Издав протяжный вздох, я без сил опустился на пол. Перед глазами всё ещё стояла плачущая Дианна, и я ничего не мог поделать с этим. Но ведь… это всё. Она ушла. Всё закончилось. Больше никаких истерик по поводу моих задержек на работе, больше никаких притянутых за уши чувств, фальшивых улыбок, больше никаких сожалений по поводу неправильности моих поступков. Где моя радость, где долгожданное чувство свободы? Их не было. Я не чувствовал ничего, кроме гнетущего одиночества. Пустой дом после стольких месяцев, в течение которых развивались наши отношения, был мне теперь до ужаса непривычен. Казалось, что каждый пустой угол, каждая ступенька, каждый порог – всё в моём доме говорило: «Дианны нет. Дианна ушла. Дианна больше никогда не вернётся».

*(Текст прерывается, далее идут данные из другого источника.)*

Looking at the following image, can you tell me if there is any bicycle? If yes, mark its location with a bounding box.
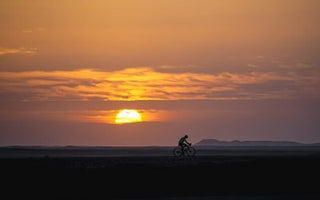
[173,145,196,157]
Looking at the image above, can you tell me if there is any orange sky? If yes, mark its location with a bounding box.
[0,0,320,145]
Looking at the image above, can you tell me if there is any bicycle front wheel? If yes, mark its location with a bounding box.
[186,147,196,156]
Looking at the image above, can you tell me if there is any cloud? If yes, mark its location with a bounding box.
[0,47,37,55]
[0,67,320,101]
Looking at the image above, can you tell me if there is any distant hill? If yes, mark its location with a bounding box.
[195,139,320,147]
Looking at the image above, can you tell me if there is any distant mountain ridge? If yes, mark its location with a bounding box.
[194,139,320,146]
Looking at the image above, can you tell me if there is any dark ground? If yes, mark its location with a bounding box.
[0,147,320,199]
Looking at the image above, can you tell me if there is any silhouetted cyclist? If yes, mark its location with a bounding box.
[178,135,191,153]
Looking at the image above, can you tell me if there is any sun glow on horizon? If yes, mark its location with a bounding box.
[115,109,142,124]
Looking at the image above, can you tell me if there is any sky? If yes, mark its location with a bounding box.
[0,0,320,146]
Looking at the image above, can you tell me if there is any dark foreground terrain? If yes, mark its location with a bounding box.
[0,147,320,200]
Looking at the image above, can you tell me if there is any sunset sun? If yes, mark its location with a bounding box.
[115,109,142,124]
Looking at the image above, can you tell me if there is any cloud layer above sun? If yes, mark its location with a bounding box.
[0,67,320,101]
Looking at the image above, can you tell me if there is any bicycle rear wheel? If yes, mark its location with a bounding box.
[173,147,183,157]
[185,147,196,156]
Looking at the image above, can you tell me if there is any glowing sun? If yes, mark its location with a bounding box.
[115,109,142,124]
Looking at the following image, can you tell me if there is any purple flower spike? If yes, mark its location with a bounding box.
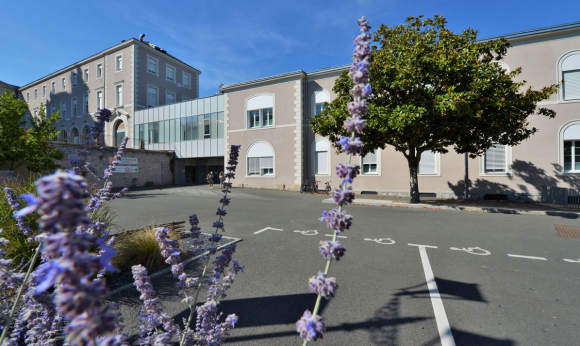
[309,272,338,299]
[296,310,324,341]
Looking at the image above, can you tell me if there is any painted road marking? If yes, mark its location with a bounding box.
[409,244,455,346]
[450,246,491,256]
[508,254,547,261]
[324,234,346,238]
[365,238,396,245]
[294,230,318,235]
[564,258,580,263]
[254,227,283,234]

Решив отложить мысли об этом на потом, я достал мобильный и открыл список контактов. Эвелин – вот кто мне был нужен, кто мне был жизненно необходим. Я намеревался позвонить ей сейчас же и первой рассказать о том, что случилось. «Мы с Дианной расстались», – эта фраза упорно звучала в моей голове, когда я смотрел на фото Эвелин, готовясь звонить ей. Мне было интересно, как она отреагирует на это, что скажет. Но потом мой взгляд скользнул по часам, и я выключил телефон. Конечно, Эвелин уже спит, я не хочу будить её. К тому же мы виделись с ней сегодня, и я с болью в груди думал о том, что Эвелин может устать от меня.

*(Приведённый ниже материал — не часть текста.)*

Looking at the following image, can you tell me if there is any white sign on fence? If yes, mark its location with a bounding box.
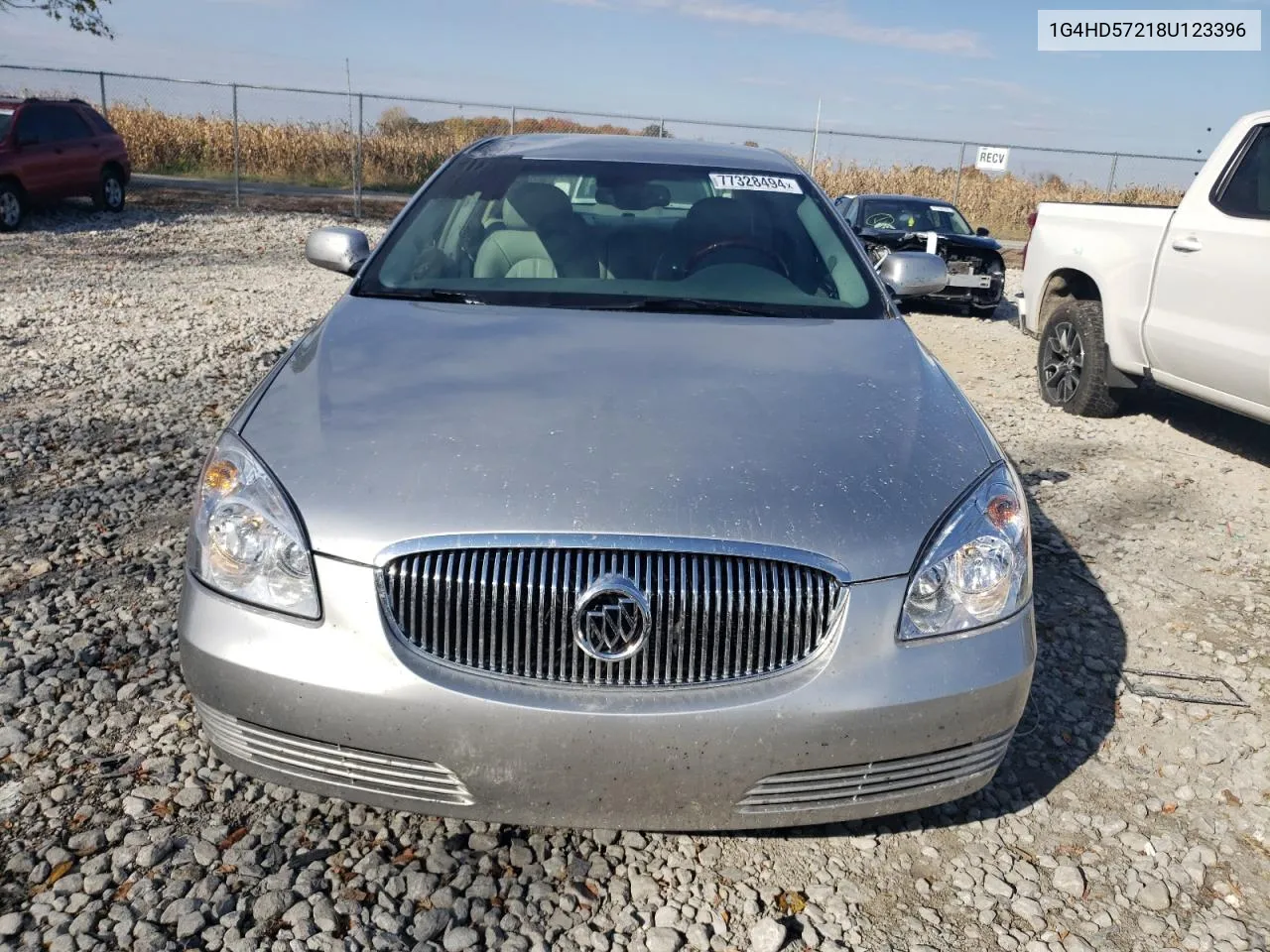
[974,146,1010,172]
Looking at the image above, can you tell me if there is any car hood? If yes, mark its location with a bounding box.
[241,298,996,579]
[860,228,1001,251]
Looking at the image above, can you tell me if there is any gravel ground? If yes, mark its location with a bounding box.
[0,208,1270,952]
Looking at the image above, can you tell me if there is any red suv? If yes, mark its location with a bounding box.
[0,99,132,231]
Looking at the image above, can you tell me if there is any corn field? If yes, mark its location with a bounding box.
[109,104,1183,237]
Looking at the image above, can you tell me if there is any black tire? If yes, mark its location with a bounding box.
[0,180,27,231]
[1036,300,1124,416]
[92,165,124,213]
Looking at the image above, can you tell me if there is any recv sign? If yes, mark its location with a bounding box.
[974,146,1010,172]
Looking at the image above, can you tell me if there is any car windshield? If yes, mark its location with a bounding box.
[860,198,974,235]
[353,156,886,317]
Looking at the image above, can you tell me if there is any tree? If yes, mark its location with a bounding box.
[0,0,114,40]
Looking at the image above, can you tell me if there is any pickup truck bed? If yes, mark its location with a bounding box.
[1019,112,1270,421]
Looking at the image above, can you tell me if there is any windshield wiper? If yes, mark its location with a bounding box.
[363,289,489,304]
[586,298,795,317]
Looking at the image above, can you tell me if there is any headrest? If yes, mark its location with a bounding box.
[503,181,572,230]
[685,195,756,239]
[595,181,671,212]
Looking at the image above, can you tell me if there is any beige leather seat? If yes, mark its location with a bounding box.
[472,181,600,278]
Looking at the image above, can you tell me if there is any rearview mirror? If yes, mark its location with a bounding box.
[877,251,949,298]
[305,225,371,276]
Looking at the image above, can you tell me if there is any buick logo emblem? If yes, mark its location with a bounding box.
[572,575,652,661]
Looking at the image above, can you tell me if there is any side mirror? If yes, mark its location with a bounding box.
[305,225,371,276]
[877,251,949,298]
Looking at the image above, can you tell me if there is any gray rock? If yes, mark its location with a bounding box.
[313,893,340,938]
[644,925,684,952]
[1204,915,1248,943]
[412,908,453,942]
[1051,866,1084,898]
[137,839,177,870]
[1135,880,1172,912]
[66,830,105,857]
[749,919,788,952]
[508,844,535,870]
[467,833,498,853]
[251,890,296,925]
[983,874,1015,898]
[631,876,662,902]
[173,787,207,810]
[686,923,710,952]
[177,912,205,939]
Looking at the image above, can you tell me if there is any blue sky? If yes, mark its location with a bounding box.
[0,0,1270,182]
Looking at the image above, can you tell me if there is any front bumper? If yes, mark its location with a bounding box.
[179,556,1036,830]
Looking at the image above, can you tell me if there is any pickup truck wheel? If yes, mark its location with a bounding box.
[1036,300,1120,416]
[0,181,23,231]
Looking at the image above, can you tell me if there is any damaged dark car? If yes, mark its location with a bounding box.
[834,195,1006,317]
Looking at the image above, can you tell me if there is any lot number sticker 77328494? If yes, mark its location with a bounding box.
[710,172,803,195]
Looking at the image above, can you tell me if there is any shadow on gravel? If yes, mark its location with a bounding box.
[724,472,1126,839]
[1124,387,1270,466]
[13,198,159,237]
[901,298,1019,323]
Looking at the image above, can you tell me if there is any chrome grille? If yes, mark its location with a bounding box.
[195,702,475,806]
[736,730,1013,813]
[380,547,847,686]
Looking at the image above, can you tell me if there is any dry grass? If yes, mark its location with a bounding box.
[103,104,1181,237]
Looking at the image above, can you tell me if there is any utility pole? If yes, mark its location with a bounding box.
[808,99,825,176]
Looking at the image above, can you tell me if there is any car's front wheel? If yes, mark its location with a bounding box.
[0,181,23,231]
[1036,300,1120,416]
[92,168,123,212]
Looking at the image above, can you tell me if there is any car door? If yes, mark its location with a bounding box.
[1143,123,1270,407]
[46,104,100,195]
[13,103,61,198]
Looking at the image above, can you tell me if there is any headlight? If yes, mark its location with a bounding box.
[190,432,321,618]
[899,461,1033,640]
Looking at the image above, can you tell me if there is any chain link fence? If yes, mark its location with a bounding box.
[0,64,1203,237]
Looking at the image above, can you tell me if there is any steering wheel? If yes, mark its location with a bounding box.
[684,239,790,281]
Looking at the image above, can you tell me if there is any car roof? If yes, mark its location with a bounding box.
[856,193,955,207]
[467,132,804,176]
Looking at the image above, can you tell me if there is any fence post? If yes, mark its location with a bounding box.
[353,92,366,218]
[232,82,242,208]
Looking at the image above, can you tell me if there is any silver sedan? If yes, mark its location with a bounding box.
[179,130,1035,830]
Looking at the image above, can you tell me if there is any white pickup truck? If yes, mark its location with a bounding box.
[1019,110,1270,422]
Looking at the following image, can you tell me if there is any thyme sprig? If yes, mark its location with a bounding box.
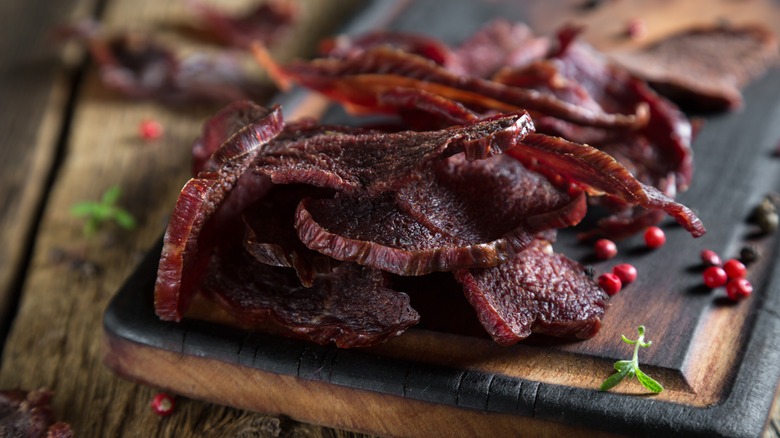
[70,186,136,237]
[599,325,664,394]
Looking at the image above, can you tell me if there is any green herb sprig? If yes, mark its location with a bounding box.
[599,325,664,394]
[70,186,136,237]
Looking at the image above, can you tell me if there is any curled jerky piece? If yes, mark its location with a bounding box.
[253,112,533,196]
[614,24,779,110]
[350,89,706,237]
[154,104,283,321]
[253,45,647,129]
[188,0,300,49]
[59,21,268,105]
[192,100,284,176]
[203,251,419,348]
[455,241,608,345]
[242,184,335,287]
[507,134,706,237]
[296,156,586,275]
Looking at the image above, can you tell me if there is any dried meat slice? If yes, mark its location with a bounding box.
[253,112,533,196]
[154,108,283,321]
[613,24,779,110]
[445,18,552,79]
[253,45,647,129]
[60,21,268,105]
[202,251,419,348]
[295,156,586,275]
[507,134,706,237]
[348,89,706,237]
[187,0,300,49]
[455,241,608,345]
[242,184,334,287]
[0,389,73,438]
[192,100,284,176]
[319,30,454,66]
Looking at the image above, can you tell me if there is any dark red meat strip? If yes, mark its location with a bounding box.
[615,24,778,110]
[0,389,73,438]
[253,113,533,196]
[296,156,586,275]
[154,108,282,321]
[242,184,334,287]
[508,134,706,237]
[255,46,647,128]
[192,100,284,176]
[188,0,300,49]
[455,241,607,345]
[319,30,454,66]
[203,251,419,348]
[60,22,269,105]
[445,19,552,79]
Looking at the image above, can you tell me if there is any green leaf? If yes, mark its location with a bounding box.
[100,186,122,205]
[636,368,664,394]
[70,202,97,217]
[599,368,629,391]
[114,208,135,230]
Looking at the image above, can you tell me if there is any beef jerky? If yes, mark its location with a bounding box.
[154,108,283,321]
[348,89,706,237]
[188,0,300,49]
[253,112,533,195]
[253,45,647,128]
[192,100,283,176]
[60,19,268,105]
[296,156,586,275]
[242,184,333,287]
[455,241,608,345]
[0,389,73,438]
[613,24,778,110]
[319,30,454,67]
[445,18,552,79]
[508,134,706,237]
[202,251,419,348]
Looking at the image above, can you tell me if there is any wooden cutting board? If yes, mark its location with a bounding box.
[104,0,780,437]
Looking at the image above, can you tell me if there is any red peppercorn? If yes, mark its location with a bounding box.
[599,273,623,296]
[726,278,753,301]
[701,249,723,266]
[612,263,636,284]
[626,18,647,41]
[723,259,747,278]
[645,227,666,248]
[702,266,728,288]
[593,239,617,260]
[138,119,163,141]
[152,392,176,417]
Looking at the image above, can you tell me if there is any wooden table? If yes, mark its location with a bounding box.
[0,0,780,437]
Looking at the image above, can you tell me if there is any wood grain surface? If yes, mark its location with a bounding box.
[0,0,780,437]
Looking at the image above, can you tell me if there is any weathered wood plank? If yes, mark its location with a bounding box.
[0,0,95,346]
[0,0,364,437]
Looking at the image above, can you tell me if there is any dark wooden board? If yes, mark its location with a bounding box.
[104,1,780,436]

Внезапно в мою голову ворвалось воспоминание о Карлосе. Сегодня в студии испанец рассказывал мне о методах борьбы со своей зависимостью: он, как я и советовал, сел на диету и начал усиленно заниматься в зале. Правда, между слов ПенаВега пожаловался мне, что в одиночку плохо справлялся. Алекса, несмотря на мой звонок и слёзную просьбу вернуться к Карлосу, никаких попыток склеить семейные отношения не предприняла. «Не хватало ещё, чтобы за него его друзья извинялись», – сердито бросила мне Алекса в трубку.
Обрадовавшись возможности уехать из дома, я спешно набрал номер Карлоса и прижал телефон к уху. Одиночество уже потихоньку отступало в темноту.
— Да? — послышался сонный голос друга на том конце провода, и он зевнул. — Да, Логан?
— Спишь?
— Нет, но уже собирался ложиться…
— Значит, ты ничем не занят?
Мгновение испанец молчал, после чего ответил:
— Нет, друг мой, я абсолютно ничем не занят.
— Тогда можно мне приехать к тебе? Помнится, ты говорил, что плохо справляешься со всем в одиночку.
— О, так ты об этом? Боже, да что за вопросы, приезжай, конечно!
Я настолько воодушевился мыслью, что мне не придётся проводить эту ночь в тоскливом одиночестве, что уже через полчаса сидел в спальне у Карлоса. Испанец суетился, убирая пустые тарелки и стаканы с письменного стола, заправляя кровать и складывая в комод разбросанную по комнате одежду.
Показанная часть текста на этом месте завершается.